The key evaluation question is not only which product can discover, classify, tokenize, mask, encrypt, anonymize, or synthesize data.
The key question is:
Which platform controls what sensitive data each identity can see and use at runtime across applications, APIs, service accounts, data pipelines, BI tools, AI workflows, and downstream systems?
Internal Evaluation Questions
Runtime access control
- Are we trying to protect data only, or control how sensitive data is revealed at runtime?
- Can we control what sensitive data each identity sees and uses?
- Can the same sensitive field return full, masked, de-identified, tokenized, encrypted, or no data depending on policy?
- Can we enforce this across users, applications, service accounts, APIs, BI tools, AI workflows, and downstream systems?

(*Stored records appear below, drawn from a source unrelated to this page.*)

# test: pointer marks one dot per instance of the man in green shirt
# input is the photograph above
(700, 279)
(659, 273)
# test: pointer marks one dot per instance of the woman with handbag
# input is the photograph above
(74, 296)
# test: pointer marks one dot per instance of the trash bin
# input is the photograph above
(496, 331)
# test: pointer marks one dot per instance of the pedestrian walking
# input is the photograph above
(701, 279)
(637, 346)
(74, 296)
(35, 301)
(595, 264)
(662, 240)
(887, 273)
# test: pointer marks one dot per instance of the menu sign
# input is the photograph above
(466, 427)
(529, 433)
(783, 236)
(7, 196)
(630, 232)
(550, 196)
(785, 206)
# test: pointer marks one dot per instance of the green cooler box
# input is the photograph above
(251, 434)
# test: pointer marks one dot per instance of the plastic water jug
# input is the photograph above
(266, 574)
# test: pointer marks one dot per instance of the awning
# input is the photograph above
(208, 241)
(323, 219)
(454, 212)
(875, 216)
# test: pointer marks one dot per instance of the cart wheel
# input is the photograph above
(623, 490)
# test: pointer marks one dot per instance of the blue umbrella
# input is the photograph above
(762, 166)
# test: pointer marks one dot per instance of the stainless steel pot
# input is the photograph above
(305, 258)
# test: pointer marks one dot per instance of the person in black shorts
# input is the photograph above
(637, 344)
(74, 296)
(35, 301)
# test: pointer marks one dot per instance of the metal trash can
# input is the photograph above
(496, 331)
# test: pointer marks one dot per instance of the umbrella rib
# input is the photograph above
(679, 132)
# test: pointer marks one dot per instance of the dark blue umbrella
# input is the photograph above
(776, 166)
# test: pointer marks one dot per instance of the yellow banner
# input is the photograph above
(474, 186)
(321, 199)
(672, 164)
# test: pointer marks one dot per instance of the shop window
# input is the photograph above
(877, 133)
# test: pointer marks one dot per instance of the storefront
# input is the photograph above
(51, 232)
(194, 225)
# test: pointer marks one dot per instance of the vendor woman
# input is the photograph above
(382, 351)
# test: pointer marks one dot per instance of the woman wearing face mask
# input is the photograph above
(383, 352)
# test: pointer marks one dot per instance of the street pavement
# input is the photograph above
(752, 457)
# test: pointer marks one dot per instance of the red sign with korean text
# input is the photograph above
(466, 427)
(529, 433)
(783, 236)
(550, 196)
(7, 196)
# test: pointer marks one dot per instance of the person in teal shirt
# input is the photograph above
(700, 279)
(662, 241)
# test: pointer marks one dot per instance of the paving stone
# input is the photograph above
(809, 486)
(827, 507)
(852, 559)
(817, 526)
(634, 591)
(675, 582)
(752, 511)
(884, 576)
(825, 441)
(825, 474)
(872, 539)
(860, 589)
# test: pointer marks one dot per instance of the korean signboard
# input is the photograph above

Implementation and operating model
- How much platform footprint are we willing to deploy and operate?
- Do we need a broad discovery, governance, privacy, and protection program, or do we need software-based integration into modern applications and data workflows?
- Which use cases require discovery, governance, anonymization, synthetic data, privacy workflows, centralized policy, or platform-specific enforcement patterns?
- Which use cases require field and record-level runtime protection?
AI, RAG, vector search, and downstream exposure
- Do AI, RAG, notebook, MCP, vector store, model training, model inference, or agent workflows access sensitive values?
- Do we need semantic search, similarity matching, retrieval, enrichment, or vector workflows on sensitive data?
- Would direct encryption, tokenization, masking, or anonymization of sensitive values break semantic interpretation or vector-based computation?
- Can sensitive source records and identifiers remain protected while AI/vector workflows operate on controlled derived representations?
- Can controls follow identity through AI agents, MCP tools, APIs, databases, warehouses, and downstream systems?
- What happens when sensitive data is exported, copied, logged, joined, materialized, embedded, indexed, or replicated?
Visibility and governance
- Can we see which identities are accessing protected records?
- Can we distinguish protected vs unprotected record activity?
- Can we map identities, access groups, and datasets?
- Can we detect new or unusual sensitive data access paths?
- Can we understand how AI agents, service accounts, and pipelines access sensitive data?
Summary
Protegrity provides enterprise data security capabilities for discovery, governance, tokenization, encryption, masking, anonymization, synthetic data, privacy, policy, and audit.
Ubiq addresses the broader runtime access problem: controlling what sensitive data each identity can see and use at the point of access.
By protecting selected sensitive values directly and governing runtime data outcomes through identity, context, and policy, Ubiq helps organizations reduce exposure across users, applications, service accounts, APIs, pipelines, databases, warehouses, BI tools, AI workflows, exports, and downstream systems.
Ubiq also helps organizations support AI, RAG, semantic search, and vector-driven workflows where teams need search, retrieval, or analysis without broadly exposing sensitive source values in plaintext or weakening encryption posture.
Protegrity is centered on enterprise data security capabilities such as discovery, governance, tokenization, masking, encryption, anonymization, synthetic data, centralized policy, privacy, and audit.
Ubiq is an identity-governed runtime data protection platform centered on runtime data control: same sensitive data, different identities, different outcomes.
For organizations trying to close the runtime gap between identity access and sensitive data access, Ubiq provides a software-based approach to controlling how sensitive data is revealed across modern applications, APIs, databases, warehouses, analytics tools, AI workflows, and downstream systems.